Reparateur darf kein Gutachter „in eigener Sache“ sein
Mitarbeiter oder Eigentümer eines Kfz-Betriebes sind nicht berechtigt, ein Schadengutachten zu erstellen, sofern das begutachtete Fahrzeug genau in diesem Betrieb repariert wird oder repariert werden soll.
Mitarbeiter oder Eigentümer eines Kfz-Betriebes sind nicht berechtigt, ein Schadengutachten zu erstellen, sofern das begutachtete Fahrzeug genau in diesem Betrieb repariert wird oder möglicherweise repariert werden soll. Das hat das Landgericht (LG) Freiburg entschieden (Urteil vom 20.6.2013, AZ: 3 S 64/12).
In dem Sachverhalt, der dem Rechtsstreit zugrunde lag, machte der Geschädigte die in Rechnung gestellten Sachverständigenkosten als weitere Schadenposition geltend. Die regulierungspflichtige Kfz-Versicherung weigerte sich jedoch, die Sachverständigenkosten auszugleichen. Sie begründete dies damit, dass den Geschädigten ein Auswahlverschulden getroffen hätte, wenn er einen Sachverständigen ausgewählt hätte, der zugleich Geschäftsführer des Reparaturbetriebes ist.
Zu den Urteilgsgründen
Das Landgericht Freiburg schloss sich der Argumentation der Versicherung an. Der Sachverständige stehe kraft seiner Funktion für völlige Unabhängigkeit, die eben nicht mehr gewährleistet sein könne, wenn Personenidentität zwischen dem Sachverständigen und dem Geschäftsführer bestünde. Ausdrücklich weist das LG Freiburg darauf hin, dass dies auch dann gelte, wenn es sich nicht um den Geschäftsführer, sondern um einen Angestellten in dem Reparaturbetrieb handelte.
Dem Geschädigten, dem vorliegend die Konstellation bekannt war, sei vorzuhalten, dass er bei der Auswahl des Sachverständigen zur Schadenfeststellung schuldhaft gehandelt habe, da er bereits davon ausgehen konnte, dass der Sachverständige, der im Lager des an der Reparatur interessierten Betriebes steht, nicht die Gewähr für die notwendige Objektivität biete.
Das LG Freiburg wiederholt in dieser Entscheidung aus dem Jahr 2013 eine früher geäußerte Auffassung aus dem Jahr 2011 (Urteil vom 25.10.2011, AZ: 9 S 21/11). Auch das AG St.

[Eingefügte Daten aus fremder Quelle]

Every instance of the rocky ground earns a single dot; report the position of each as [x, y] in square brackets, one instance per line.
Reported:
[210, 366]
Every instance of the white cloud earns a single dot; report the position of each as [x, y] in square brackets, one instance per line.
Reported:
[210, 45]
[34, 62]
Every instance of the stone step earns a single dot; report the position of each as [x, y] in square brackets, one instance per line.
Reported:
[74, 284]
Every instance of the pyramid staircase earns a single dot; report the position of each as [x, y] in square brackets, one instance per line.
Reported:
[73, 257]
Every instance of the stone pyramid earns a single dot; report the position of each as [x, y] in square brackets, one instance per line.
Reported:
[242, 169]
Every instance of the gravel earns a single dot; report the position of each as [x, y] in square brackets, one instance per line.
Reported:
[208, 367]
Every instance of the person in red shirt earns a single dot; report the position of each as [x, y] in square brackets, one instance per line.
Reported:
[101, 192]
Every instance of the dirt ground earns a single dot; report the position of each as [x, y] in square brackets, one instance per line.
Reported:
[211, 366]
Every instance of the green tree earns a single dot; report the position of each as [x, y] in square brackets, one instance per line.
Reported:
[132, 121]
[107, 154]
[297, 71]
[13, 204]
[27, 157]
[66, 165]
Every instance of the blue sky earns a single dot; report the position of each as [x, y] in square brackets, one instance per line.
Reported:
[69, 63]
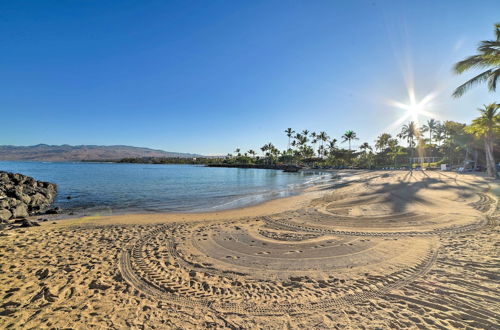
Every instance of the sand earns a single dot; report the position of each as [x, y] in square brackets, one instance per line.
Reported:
[373, 250]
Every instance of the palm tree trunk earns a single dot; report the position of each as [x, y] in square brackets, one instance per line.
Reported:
[490, 158]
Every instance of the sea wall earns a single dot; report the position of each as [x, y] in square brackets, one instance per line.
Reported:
[286, 168]
[21, 195]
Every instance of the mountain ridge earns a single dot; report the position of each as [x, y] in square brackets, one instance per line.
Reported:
[66, 152]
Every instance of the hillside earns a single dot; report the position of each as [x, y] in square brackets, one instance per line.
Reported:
[44, 152]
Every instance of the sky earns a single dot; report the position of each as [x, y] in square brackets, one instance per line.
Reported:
[210, 76]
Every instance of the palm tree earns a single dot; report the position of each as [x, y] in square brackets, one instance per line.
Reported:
[409, 132]
[348, 136]
[439, 133]
[488, 57]
[332, 146]
[323, 137]
[487, 126]
[314, 139]
[430, 127]
[382, 141]
[289, 132]
[365, 146]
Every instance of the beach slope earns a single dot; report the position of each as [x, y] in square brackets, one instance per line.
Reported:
[373, 250]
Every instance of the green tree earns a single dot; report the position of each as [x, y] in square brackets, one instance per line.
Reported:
[349, 136]
[410, 132]
[382, 141]
[488, 57]
[487, 127]
[289, 132]
[430, 127]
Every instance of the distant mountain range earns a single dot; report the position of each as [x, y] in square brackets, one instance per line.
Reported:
[44, 152]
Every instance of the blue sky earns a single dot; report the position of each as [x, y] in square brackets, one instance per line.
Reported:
[209, 76]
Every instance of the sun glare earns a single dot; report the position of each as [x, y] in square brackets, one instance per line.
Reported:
[414, 109]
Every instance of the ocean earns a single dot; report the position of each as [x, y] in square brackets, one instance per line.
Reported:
[109, 188]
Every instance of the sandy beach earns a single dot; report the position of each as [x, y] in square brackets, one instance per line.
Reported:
[374, 250]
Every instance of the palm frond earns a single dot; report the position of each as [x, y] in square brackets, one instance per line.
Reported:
[475, 61]
[471, 82]
[492, 80]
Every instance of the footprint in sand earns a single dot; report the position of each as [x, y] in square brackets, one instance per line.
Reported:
[293, 251]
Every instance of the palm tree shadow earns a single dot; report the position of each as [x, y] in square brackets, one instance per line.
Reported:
[405, 192]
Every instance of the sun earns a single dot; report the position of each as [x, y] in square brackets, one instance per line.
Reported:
[414, 109]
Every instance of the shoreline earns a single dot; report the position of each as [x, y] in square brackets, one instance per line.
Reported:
[264, 208]
[354, 253]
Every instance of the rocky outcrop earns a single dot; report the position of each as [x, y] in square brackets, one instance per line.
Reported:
[21, 195]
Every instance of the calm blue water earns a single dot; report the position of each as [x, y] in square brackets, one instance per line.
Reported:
[106, 187]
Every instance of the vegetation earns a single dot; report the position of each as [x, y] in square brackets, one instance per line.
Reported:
[430, 145]
[488, 57]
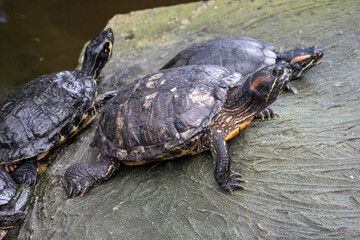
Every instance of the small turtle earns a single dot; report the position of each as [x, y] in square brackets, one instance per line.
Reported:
[246, 55]
[8, 216]
[177, 112]
[50, 109]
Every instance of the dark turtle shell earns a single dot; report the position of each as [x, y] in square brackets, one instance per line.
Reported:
[43, 113]
[244, 55]
[162, 111]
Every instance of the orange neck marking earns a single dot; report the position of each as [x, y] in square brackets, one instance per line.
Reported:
[236, 131]
[258, 81]
[298, 59]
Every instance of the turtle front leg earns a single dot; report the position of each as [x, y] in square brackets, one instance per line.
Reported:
[268, 113]
[291, 88]
[102, 99]
[81, 176]
[225, 177]
[26, 171]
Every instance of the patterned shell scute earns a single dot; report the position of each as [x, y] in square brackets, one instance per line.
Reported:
[244, 55]
[32, 117]
[161, 111]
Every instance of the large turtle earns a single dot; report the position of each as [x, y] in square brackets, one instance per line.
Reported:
[48, 110]
[177, 112]
[246, 55]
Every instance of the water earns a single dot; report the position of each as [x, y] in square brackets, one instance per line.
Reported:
[39, 37]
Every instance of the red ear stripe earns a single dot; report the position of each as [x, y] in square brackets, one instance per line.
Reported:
[298, 59]
[258, 81]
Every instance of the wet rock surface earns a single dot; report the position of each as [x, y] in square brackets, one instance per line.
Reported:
[303, 169]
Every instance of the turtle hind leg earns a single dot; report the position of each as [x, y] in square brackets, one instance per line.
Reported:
[102, 99]
[225, 177]
[26, 171]
[81, 176]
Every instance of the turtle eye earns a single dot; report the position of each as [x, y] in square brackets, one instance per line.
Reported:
[278, 71]
[106, 48]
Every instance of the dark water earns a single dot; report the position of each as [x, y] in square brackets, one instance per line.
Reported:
[42, 36]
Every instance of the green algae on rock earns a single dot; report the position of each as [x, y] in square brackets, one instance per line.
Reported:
[303, 169]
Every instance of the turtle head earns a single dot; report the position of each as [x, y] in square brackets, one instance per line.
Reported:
[266, 84]
[97, 53]
[302, 59]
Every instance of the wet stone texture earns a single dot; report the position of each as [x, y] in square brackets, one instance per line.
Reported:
[303, 169]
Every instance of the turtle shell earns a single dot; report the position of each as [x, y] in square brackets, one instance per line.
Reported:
[42, 113]
[162, 111]
[244, 55]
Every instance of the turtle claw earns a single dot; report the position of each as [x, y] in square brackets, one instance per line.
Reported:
[268, 113]
[26, 172]
[234, 182]
[292, 88]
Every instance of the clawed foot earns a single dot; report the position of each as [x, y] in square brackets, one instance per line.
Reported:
[24, 175]
[9, 219]
[76, 181]
[268, 113]
[292, 88]
[233, 182]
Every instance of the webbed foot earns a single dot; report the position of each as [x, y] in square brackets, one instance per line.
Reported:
[26, 172]
[81, 176]
[233, 182]
[9, 219]
[292, 88]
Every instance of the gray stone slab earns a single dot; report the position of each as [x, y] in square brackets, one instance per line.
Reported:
[303, 169]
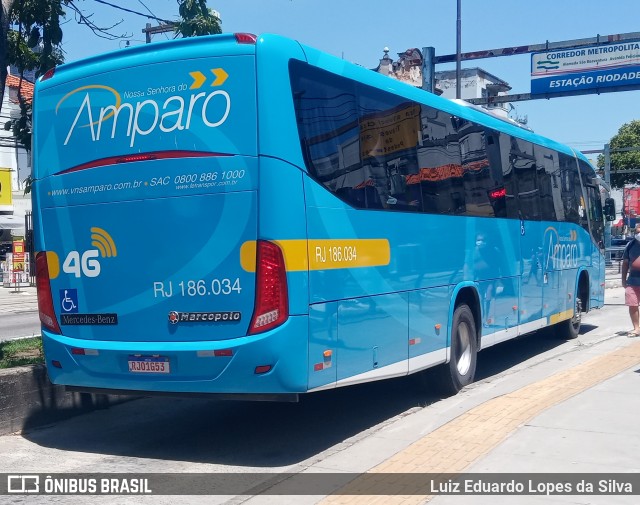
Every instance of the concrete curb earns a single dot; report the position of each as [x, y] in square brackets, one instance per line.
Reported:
[28, 400]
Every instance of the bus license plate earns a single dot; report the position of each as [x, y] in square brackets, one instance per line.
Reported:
[149, 364]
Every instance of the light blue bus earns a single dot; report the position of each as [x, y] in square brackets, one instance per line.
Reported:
[251, 217]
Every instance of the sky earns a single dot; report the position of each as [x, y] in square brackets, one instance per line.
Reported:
[358, 31]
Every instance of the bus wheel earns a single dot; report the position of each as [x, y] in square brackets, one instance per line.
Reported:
[570, 328]
[460, 370]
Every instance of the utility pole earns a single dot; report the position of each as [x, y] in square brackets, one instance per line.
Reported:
[458, 49]
[149, 30]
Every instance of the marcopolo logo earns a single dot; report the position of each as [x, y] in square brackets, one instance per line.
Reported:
[176, 317]
[143, 117]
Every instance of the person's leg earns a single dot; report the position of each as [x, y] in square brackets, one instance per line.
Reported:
[631, 299]
[633, 312]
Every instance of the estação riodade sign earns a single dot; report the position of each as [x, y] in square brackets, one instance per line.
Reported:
[610, 65]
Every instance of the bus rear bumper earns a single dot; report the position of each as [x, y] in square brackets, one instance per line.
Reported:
[273, 362]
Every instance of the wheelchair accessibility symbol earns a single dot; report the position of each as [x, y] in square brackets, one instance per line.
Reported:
[69, 301]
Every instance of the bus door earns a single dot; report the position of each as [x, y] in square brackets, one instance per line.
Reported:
[524, 183]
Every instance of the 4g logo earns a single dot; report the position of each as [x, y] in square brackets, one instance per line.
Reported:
[87, 263]
[79, 265]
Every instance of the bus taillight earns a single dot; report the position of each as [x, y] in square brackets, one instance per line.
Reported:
[45, 300]
[272, 303]
[245, 38]
[48, 74]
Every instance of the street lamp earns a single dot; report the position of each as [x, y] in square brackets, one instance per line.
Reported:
[458, 48]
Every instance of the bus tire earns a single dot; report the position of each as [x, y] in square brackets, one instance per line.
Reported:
[570, 328]
[461, 369]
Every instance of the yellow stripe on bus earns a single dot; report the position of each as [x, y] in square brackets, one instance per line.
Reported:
[560, 316]
[300, 255]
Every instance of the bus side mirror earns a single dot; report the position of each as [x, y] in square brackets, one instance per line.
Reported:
[609, 209]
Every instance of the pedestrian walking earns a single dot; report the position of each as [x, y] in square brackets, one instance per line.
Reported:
[631, 280]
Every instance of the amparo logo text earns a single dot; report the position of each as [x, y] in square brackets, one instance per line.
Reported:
[143, 117]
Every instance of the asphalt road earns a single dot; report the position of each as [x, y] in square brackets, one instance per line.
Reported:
[195, 435]
[19, 324]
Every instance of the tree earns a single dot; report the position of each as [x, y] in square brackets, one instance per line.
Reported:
[628, 136]
[197, 19]
[35, 42]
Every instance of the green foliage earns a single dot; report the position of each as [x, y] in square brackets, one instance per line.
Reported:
[197, 19]
[628, 136]
[25, 351]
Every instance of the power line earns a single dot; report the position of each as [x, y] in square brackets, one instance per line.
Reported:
[148, 16]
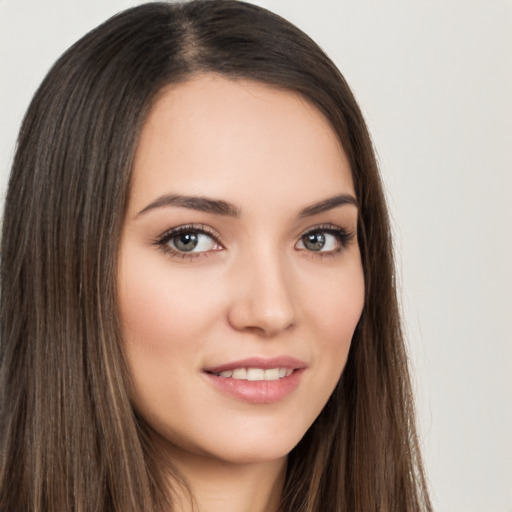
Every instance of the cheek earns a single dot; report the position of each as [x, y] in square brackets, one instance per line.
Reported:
[159, 309]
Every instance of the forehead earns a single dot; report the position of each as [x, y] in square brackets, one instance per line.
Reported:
[237, 139]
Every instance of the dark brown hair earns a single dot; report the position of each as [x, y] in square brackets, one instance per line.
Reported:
[69, 437]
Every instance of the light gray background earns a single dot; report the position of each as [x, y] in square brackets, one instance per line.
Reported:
[434, 79]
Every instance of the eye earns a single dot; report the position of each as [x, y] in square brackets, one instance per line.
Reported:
[188, 240]
[192, 241]
[325, 240]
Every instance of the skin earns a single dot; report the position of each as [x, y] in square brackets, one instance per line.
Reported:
[253, 289]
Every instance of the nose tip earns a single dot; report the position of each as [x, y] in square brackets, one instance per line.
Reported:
[263, 303]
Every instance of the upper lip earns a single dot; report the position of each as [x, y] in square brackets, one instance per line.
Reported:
[264, 363]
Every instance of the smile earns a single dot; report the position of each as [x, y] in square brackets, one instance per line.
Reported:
[257, 380]
[256, 374]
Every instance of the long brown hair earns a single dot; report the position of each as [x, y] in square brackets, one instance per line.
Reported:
[69, 437]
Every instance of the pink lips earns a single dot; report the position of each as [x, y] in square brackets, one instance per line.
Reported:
[260, 391]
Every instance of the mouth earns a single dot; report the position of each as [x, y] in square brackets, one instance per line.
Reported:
[255, 374]
[257, 380]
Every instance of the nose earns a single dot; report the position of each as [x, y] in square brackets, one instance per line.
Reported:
[262, 300]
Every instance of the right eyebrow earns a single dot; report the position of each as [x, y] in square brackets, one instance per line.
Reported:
[200, 203]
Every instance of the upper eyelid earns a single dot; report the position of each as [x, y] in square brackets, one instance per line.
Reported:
[214, 234]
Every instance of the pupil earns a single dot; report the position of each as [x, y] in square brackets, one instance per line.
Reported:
[314, 241]
[186, 241]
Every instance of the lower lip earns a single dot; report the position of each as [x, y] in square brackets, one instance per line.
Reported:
[260, 391]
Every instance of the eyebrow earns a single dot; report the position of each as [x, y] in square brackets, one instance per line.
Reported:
[202, 204]
[224, 208]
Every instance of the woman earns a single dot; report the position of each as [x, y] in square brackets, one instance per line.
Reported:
[198, 304]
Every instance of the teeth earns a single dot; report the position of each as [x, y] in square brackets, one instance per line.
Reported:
[240, 374]
[257, 374]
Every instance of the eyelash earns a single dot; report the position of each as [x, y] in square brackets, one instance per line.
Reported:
[343, 237]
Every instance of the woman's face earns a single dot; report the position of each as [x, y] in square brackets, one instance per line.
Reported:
[240, 278]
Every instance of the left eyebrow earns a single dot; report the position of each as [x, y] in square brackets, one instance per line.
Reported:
[328, 204]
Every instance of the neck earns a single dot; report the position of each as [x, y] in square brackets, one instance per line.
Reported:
[218, 486]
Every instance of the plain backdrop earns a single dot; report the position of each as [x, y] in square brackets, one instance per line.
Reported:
[434, 79]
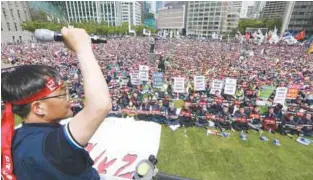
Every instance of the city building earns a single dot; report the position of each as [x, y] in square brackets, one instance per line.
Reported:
[250, 12]
[172, 19]
[131, 12]
[53, 9]
[233, 15]
[298, 16]
[274, 9]
[258, 8]
[99, 11]
[243, 12]
[206, 17]
[13, 14]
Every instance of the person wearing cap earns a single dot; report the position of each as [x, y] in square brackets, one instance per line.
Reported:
[42, 148]
[270, 119]
[306, 123]
[289, 125]
[255, 119]
[240, 119]
[223, 119]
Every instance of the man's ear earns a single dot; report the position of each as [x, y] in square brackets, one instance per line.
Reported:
[38, 108]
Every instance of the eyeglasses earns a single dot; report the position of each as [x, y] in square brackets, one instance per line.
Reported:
[61, 95]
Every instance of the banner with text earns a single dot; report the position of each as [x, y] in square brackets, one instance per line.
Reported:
[217, 86]
[199, 83]
[134, 79]
[158, 79]
[143, 73]
[281, 94]
[179, 85]
[230, 86]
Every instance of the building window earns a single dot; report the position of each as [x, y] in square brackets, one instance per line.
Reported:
[4, 14]
[8, 25]
[18, 14]
[11, 10]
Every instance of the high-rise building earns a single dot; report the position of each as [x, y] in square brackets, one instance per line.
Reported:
[53, 9]
[233, 15]
[250, 12]
[298, 16]
[257, 8]
[131, 12]
[13, 14]
[99, 11]
[206, 17]
[243, 12]
[172, 19]
[274, 9]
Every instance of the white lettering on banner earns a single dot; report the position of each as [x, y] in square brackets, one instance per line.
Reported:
[281, 94]
[199, 83]
[119, 145]
[217, 85]
[143, 73]
[134, 79]
[179, 85]
[230, 86]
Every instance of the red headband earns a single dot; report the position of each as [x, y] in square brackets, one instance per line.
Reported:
[7, 126]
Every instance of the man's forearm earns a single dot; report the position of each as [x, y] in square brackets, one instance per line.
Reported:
[95, 86]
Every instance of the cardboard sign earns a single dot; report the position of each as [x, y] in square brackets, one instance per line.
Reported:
[199, 83]
[143, 73]
[179, 85]
[266, 92]
[230, 86]
[157, 80]
[217, 86]
[281, 93]
[293, 91]
[134, 79]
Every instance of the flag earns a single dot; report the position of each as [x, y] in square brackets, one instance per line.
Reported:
[310, 41]
[311, 48]
[300, 35]
[247, 35]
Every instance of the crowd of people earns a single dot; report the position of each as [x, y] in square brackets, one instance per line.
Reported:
[253, 66]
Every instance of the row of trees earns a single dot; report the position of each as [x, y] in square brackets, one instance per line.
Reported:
[258, 23]
[91, 27]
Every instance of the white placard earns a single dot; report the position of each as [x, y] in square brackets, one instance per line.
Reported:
[230, 86]
[281, 94]
[217, 85]
[134, 79]
[143, 73]
[199, 83]
[179, 85]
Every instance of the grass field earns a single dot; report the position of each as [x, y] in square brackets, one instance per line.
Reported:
[215, 158]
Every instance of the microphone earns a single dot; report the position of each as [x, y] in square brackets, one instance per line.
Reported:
[47, 35]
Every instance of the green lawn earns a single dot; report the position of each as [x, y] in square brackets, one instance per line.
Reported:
[215, 158]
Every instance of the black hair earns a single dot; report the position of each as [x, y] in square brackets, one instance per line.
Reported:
[22, 82]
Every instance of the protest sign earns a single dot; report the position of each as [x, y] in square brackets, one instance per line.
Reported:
[157, 80]
[134, 79]
[266, 92]
[144, 73]
[293, 91]
[199, 83]
[179, 85]
[230, 86]
[217, 86]
[281, 93]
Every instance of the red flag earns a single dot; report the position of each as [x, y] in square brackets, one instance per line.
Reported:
[300, 35]
[247, 35]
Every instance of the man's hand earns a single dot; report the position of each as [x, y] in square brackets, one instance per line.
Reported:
[76, 39]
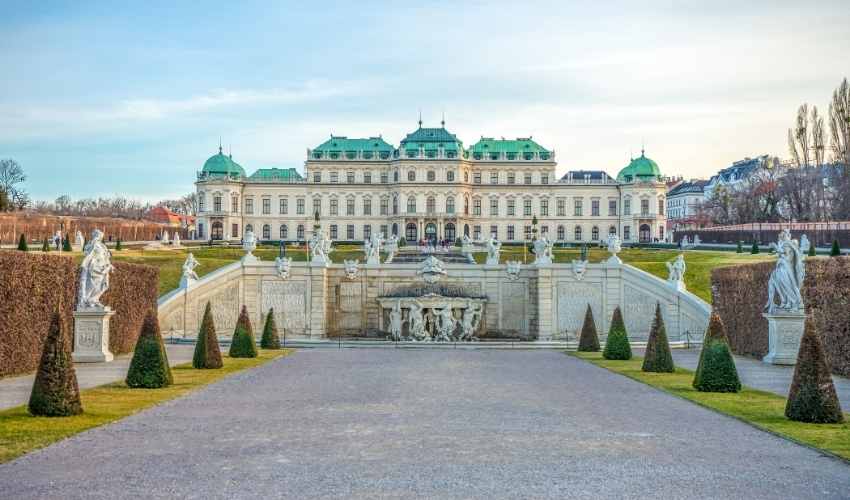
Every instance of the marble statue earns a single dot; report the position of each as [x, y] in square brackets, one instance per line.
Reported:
[614, 247]
[283, 266]
[396, 322]
[189, 274]
[786, 280]
[351, 268]
[94, 275]
[676, 270]
[494, 247]
[513, 267]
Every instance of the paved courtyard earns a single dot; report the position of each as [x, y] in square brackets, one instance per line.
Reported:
[386, 423]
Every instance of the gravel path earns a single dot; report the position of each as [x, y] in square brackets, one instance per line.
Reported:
[384, 423]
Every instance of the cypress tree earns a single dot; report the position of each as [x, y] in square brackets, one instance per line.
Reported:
[589, 339]
[207, 353]
[716, 370]
[242, 345]
[270, 339]
[658, 357]
[55, 392]
[617, 345]
[812, 397]
[149, 368]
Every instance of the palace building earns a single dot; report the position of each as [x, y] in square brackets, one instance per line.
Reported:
[430, 186]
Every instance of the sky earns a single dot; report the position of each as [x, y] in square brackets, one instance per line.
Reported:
[130, 98]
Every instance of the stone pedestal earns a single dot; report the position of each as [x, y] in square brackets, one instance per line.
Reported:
[784, 333]
[91, 335]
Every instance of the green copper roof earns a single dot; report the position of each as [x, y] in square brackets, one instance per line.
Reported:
[221, 165]
[640, 169]
[276, 175]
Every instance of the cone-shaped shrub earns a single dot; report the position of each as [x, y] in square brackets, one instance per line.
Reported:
[55, 392]
[716, 370]
[270, 339]
[207, 353]
[149, 368]
[658, 357]
[589, 339]
[617, 345]
[812, 397]
[242, 345]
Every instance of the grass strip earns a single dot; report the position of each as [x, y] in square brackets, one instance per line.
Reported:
[22, 433]
[761, 409]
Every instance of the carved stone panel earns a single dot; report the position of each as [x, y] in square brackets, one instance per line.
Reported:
[573, 298]
[289, 300]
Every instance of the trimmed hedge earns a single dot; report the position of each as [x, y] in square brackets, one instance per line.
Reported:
[617, 344]
[740, 293]
[33, 285]
[149, 368]
[589, 340]
[658, 357]
[812, 397]
[55, 392]
[242, 345]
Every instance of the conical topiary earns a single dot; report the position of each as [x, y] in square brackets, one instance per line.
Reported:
[589, 339]
[55, 392]
[207, 353]
[716, 370]
[812, 397]
[270, 338]
[617, 344]
[149, 368]
[658, 357]
[242, 345]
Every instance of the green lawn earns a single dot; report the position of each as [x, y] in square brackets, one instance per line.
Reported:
[21, 433]
[764, 410]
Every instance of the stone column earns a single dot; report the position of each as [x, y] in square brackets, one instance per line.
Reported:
[784, 332]
[91, 335]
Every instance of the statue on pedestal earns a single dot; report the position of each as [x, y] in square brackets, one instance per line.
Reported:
[94, 275]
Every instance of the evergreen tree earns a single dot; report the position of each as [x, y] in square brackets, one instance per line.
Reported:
[812, 397]
[658, 357]
[589, 339]
[617, 345]
[242, 345]
[55, 392]
[149, 368]
[207, 353]
[716, 370]
[270, 338]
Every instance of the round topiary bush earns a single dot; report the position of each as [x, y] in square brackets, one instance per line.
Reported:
[589, 339]
[242, 345]
[658, 357]
[617, 344]
[207, 353]
[149, 368]
[55, 392]
[270, 338]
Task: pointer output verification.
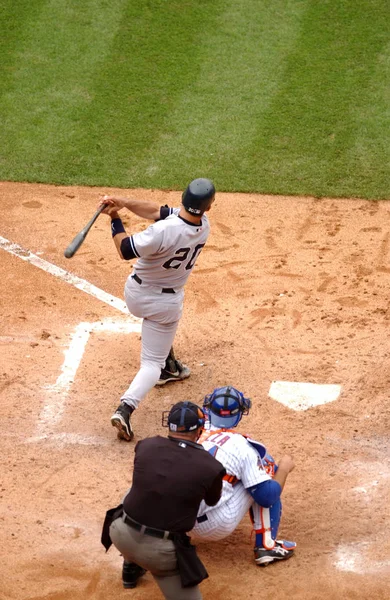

Wendel (Urteil vom 14.5.97, AZ: 14 C 1293/96) und das AG Köln (Urteil vom 5.2.1986, AZ: 262 C 628/85) hatten bereits ähnlich geurteilt.
Praxis
Bedauerlicherweise gibt es zu wenig Entscheidungen, die sich mit der notwendigen Unabhängigkeit des Kfz-Sachverständigen befassen. Offensichtlich werden derartige Gutachten nicht zielgerichtet gesucht und erfasst, obschon mit nachvollziehbaren Argumenten in diesen Konstellationen das Sachverständigenhonorar verweigert werden kann.
Mitarbeitern von Kfz-Betrieben kann nach dieser Entscheidung nur dringend geraten werden, nebenberufliche Sachverständigentätigkeit bei gleichzeitiger Tätigkeit im Reparaturbetrieb erst gar nicht in Erwägung zu ziehen. Nicht nur der Ruf des Sachverständigen wird hierdurch zerstört, sondern zugleich gilt dies natürlich auch für den Ruf des Reparaturbetriebes selbst.
Problematisch dürften nach dieser Entscheidung auch Bestrebungen sein, Angestellte von Kfz-Betrieben einzusetzen, um den Schaden am Fahrzeug mithilfe von Kamerasystemen aufzunehmen.